Jennifer Appel told Slow Boat Sailing that she lacked large-scale island or harbor charts on board the SV Sea Nymph, which would have allowed her to see the depths in the anchorages they passed up. In our patron-only bonus episode to the Slow Boat Sailing Podcast episode 42, Jennifer Appel tells how she hated electronic charts and lacked electronic charts for the South Pacific.
In an e-mail exchange the author asked Ms. Appel, “Did you have paper charts for Christmas Island, Kiribati and the Northern Cooks? Did you have a paper chart for Wake Island?” All those were islands that Ms. Appel has said the SV Sea Nymph passed by on their 5 month journey ending in a US Navy rescue. Ms. Appel replied, “I had overall charts for those locations but none that were island specific.”
Photo credit: Public domain US Navy photo by by Petty Officer 3rd Class Jonathan R Clay. Jennifer Appel with her dog on the USS Ashland in Okinawa, Japan.
“What I have learned about GPS’s is that sometimes they do not match exactly what the paper chart says. You can have things in the Garmin that are five miles away from where they actually are in reality. So my experience has been to always use paper charts as the law, and use the GPS as a secondary backup,” Ms. Appel said.
Slow Boat Sailing asked, “So the Garmin chart plotter with the screen did it have charts loaded on it or no?”
“Yeah,” replied Ms. Appel.
“It did. It did have charts. Did you get the charts for French Polynesia before you left?” asked Slow Boat Sailing.
“I think actually it had the entire Pacific Ocean to the California coast over to about the end of the Hawaiian Islands on it.”
Garmin chart plotters only have charts for the areas purchased by the owner. For example, the chart card named “VUS021R BlueChart g2 Vision West Coast Hawaii California-Mexico SD Card” does not cover French Polynesia, the Cooks, Kiribati, or Wake Island.
“So, like I said, the handheld [Garmin GPS] never quit. It always had a battery backup it was wonderful. The big one [Garmin GPS chart plotter] would quit because I have no idea why and we would just reset it and just turn it back on, but 100 percent of the time we use paper charts.”
Many times the electronic charts are identical to paper charts. It just depends on if the electronic chart used and the paper charts on board the vessel. For example, the USA and the UK have different paper charts that may be used for electronic charts.

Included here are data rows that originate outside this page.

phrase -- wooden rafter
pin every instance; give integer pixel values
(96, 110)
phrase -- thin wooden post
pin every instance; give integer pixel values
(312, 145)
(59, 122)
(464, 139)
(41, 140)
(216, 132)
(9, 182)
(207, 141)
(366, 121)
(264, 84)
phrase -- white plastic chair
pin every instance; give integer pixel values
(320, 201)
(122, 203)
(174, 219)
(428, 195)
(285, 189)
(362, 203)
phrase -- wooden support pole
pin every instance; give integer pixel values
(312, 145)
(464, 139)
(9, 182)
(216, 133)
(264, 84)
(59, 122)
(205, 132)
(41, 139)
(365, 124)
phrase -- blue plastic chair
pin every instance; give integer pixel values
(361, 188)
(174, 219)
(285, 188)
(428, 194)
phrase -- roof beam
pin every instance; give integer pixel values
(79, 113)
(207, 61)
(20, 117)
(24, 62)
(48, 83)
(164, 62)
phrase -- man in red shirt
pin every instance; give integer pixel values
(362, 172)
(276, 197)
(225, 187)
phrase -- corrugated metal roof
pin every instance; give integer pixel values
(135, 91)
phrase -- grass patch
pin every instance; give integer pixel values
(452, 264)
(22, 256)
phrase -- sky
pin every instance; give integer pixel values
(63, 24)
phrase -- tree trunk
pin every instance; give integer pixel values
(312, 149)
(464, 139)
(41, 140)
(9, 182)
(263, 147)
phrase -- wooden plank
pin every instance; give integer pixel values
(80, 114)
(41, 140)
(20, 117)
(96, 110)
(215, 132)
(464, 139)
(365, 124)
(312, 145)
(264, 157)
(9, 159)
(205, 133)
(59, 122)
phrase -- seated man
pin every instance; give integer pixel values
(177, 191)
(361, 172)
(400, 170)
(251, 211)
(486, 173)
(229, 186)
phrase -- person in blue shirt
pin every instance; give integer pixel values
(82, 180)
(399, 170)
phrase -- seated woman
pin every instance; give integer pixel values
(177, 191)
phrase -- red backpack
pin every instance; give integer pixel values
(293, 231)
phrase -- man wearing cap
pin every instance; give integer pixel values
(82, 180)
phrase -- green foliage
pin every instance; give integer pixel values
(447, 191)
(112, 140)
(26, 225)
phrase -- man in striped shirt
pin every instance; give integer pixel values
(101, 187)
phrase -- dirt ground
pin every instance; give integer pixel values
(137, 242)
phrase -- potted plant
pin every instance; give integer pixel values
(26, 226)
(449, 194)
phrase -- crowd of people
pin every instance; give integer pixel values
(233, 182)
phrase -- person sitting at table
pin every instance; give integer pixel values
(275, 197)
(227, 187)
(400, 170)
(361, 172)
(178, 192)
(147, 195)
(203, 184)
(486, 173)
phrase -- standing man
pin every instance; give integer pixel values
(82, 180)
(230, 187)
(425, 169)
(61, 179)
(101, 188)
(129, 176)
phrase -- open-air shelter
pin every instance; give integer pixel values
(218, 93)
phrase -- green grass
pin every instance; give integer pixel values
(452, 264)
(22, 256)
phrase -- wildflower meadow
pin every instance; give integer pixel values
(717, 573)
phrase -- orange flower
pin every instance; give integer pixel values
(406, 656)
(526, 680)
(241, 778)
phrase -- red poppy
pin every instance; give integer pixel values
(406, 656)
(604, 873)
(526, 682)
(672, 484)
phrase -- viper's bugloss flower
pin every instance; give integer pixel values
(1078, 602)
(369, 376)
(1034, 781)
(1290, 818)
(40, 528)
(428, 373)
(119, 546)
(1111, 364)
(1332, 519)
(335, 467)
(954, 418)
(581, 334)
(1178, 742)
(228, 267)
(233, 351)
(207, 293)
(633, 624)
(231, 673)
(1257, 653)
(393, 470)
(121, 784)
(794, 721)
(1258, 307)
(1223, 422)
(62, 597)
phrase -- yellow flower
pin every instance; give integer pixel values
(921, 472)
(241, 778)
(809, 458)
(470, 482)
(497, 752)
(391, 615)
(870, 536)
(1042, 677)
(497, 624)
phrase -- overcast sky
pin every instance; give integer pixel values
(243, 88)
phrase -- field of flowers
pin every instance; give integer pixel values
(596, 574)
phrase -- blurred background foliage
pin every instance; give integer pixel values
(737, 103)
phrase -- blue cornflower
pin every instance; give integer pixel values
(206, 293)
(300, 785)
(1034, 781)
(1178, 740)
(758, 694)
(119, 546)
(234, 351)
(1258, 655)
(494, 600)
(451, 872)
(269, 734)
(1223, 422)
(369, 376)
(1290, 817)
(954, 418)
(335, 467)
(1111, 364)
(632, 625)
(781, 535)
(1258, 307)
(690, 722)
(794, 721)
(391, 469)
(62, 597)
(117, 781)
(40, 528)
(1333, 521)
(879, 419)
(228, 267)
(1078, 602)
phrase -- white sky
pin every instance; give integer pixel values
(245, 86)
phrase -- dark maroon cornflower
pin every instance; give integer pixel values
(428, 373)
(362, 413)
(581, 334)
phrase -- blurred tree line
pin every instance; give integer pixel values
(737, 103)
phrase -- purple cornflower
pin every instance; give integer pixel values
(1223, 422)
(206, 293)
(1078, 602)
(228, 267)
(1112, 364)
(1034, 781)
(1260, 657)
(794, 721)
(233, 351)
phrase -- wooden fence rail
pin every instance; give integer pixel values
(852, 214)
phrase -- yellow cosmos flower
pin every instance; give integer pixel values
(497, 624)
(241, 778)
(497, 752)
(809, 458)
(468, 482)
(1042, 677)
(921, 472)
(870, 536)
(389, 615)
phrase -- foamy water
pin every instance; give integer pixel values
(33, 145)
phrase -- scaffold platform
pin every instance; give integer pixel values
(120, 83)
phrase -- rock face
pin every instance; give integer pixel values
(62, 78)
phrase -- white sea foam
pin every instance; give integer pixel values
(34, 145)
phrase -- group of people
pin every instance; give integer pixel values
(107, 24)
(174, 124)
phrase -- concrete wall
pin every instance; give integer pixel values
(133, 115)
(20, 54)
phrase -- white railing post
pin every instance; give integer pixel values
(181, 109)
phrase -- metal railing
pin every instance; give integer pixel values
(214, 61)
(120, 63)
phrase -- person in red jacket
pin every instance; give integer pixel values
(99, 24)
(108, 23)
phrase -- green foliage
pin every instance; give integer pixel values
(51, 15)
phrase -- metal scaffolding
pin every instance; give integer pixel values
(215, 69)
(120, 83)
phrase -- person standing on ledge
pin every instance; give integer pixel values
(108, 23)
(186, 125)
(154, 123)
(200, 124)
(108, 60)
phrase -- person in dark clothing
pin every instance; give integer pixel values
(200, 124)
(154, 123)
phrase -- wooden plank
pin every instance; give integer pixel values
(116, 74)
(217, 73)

Navionics uses chart plotter soundings to update some of their electronic charts. Many paper charts were drawn prior to GPS positioning and are over a century old. Thus, large chart errors are possible whether they are paper or electronic.
Ms. Appel told Slow Boat Sailing that she did not have any electronic charts on the hand-held Garmin GPSMAP 76cx that she had on board.
She also told Slow Boat Sailing that she had never looked on her past bread crumb trail on the GPSMAP 76cx. She asserted on a Today Show interview with Matt Lauer that the handheld GPS would prove that they were not near Tahiti on June 15. The USCG said it made radio contact with the Sea Nymph. Ms. Appel told Slow Boat Sailing that the memory storage on the unit was unlikely to keep records that far back.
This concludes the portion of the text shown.